Dr Holly Linklater

Lecturer in Inclusive Pedagogy


Since qualifying in 2000 I have taught in a number of primary schools in England as well as within univerisities in England and Scotland. Most of the time I managed to combine doing both at once.

In school my teaching was predominantly with the youngest children, although for the last 2 years I taught "juniors". Through lecturing at universities I have taught teachers for primary and secondary sectors, developing expertise in professional studies, reflective practice, and researching practice. 

Undergraduate teaching

I teach on the initial teacher training routes (BEd & PGDE). 

Postgraduate teaching

I am director for the course Comparative Approaches to Inclusive and Special Education, which is part of the MSc in Inclusive and Special Education programme.  

Open to PhD supervision enquiries?


Areas of interest for supervision

I supervise students for dissertations at undergraduate and Masters level, and welcome inquiries from people interested in studying for a PhD. 

Research summary

  • pedagogy
  • inclusion
  • social justice
  • children and childhood
  • ethnography / autoethnography

Project activity

Much of my research has been undertaken from the perspective of being a teacher, in primary schools in England; working closely with practising teachers and people training to teach. 

I am particularly interested in practice, and reseach, that focusses on a commitmnet to recognising all children's humanity and how diversity and difference do not need to be barriers to educational or social inclusion. I ask questions like ‘what does it mean to be everybody’s teacher?’. I am interested in how teachers think about children and young people as learners; how and why teachers make particular choices and decisions; and, the sort of knowledge and expertise that might be required in order to respond to the needs of children and young people.

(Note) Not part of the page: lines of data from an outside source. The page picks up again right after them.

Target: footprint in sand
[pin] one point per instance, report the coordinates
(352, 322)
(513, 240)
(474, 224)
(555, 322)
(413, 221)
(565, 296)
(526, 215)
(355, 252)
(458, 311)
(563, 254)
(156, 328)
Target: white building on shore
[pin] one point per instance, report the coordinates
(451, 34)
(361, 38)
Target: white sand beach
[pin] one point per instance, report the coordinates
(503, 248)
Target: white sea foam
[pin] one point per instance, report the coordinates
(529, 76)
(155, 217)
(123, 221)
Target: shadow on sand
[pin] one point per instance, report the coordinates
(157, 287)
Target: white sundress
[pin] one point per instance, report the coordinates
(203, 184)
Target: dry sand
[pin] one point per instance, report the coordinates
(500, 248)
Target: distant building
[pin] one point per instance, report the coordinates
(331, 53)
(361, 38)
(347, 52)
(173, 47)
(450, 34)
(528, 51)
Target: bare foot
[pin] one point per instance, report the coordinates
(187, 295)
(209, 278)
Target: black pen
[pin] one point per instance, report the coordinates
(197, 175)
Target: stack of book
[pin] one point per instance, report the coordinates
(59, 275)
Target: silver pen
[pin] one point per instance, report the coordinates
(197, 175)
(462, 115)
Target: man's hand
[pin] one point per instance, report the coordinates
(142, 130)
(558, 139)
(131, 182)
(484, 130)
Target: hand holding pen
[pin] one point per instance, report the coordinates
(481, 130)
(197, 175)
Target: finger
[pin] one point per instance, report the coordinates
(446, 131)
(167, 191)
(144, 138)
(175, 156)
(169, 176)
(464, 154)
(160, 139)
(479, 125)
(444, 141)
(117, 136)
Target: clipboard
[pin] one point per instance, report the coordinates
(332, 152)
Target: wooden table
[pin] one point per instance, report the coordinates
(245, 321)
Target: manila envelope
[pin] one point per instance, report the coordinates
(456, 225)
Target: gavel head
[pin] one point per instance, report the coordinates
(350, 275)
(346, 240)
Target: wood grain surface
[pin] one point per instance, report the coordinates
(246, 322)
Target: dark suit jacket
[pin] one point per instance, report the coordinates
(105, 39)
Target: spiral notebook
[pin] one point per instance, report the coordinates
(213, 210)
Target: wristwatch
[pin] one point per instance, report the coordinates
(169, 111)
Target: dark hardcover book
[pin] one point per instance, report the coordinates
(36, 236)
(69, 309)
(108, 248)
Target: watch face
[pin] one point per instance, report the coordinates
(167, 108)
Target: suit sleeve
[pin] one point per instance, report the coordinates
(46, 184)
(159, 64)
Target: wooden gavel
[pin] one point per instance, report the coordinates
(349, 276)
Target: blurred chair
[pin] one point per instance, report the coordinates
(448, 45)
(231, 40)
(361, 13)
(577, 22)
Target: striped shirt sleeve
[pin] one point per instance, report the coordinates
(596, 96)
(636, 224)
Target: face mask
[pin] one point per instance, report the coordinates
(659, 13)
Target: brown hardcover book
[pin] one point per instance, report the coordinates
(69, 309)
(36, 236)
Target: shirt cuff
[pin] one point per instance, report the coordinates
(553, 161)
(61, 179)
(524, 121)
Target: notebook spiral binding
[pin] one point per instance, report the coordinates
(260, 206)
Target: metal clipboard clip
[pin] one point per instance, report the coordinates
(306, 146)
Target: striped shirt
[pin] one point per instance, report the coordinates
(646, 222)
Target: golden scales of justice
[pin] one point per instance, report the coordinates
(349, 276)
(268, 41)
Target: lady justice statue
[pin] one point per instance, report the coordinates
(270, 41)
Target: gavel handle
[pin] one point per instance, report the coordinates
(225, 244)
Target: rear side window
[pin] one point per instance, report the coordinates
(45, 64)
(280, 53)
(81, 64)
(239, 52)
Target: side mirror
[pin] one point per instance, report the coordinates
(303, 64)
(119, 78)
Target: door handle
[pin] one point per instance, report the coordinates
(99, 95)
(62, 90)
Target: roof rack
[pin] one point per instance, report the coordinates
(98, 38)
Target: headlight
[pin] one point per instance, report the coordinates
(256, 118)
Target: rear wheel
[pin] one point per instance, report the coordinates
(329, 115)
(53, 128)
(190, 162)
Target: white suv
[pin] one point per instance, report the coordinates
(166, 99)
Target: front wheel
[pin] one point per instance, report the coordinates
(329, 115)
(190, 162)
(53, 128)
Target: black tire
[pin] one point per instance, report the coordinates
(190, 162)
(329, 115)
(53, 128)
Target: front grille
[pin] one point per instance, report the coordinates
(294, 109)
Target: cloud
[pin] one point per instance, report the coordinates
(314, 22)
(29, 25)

Some of the funded research projects I have worked on recently are:

  • Learning without Limits | Norway - University of Cambridge
  • Pupil Voice and Self Assessment - University of Edinburgh
  • Inclusive Practice Project - University of Aberdeen 
  • Making Children Count | an autoethnography exploration of pedagogy - University of Aberdeen

All of these projects have in common the theme of getting behind descriptve accounts of what we do and why, to ask questions about how and why we do what we do.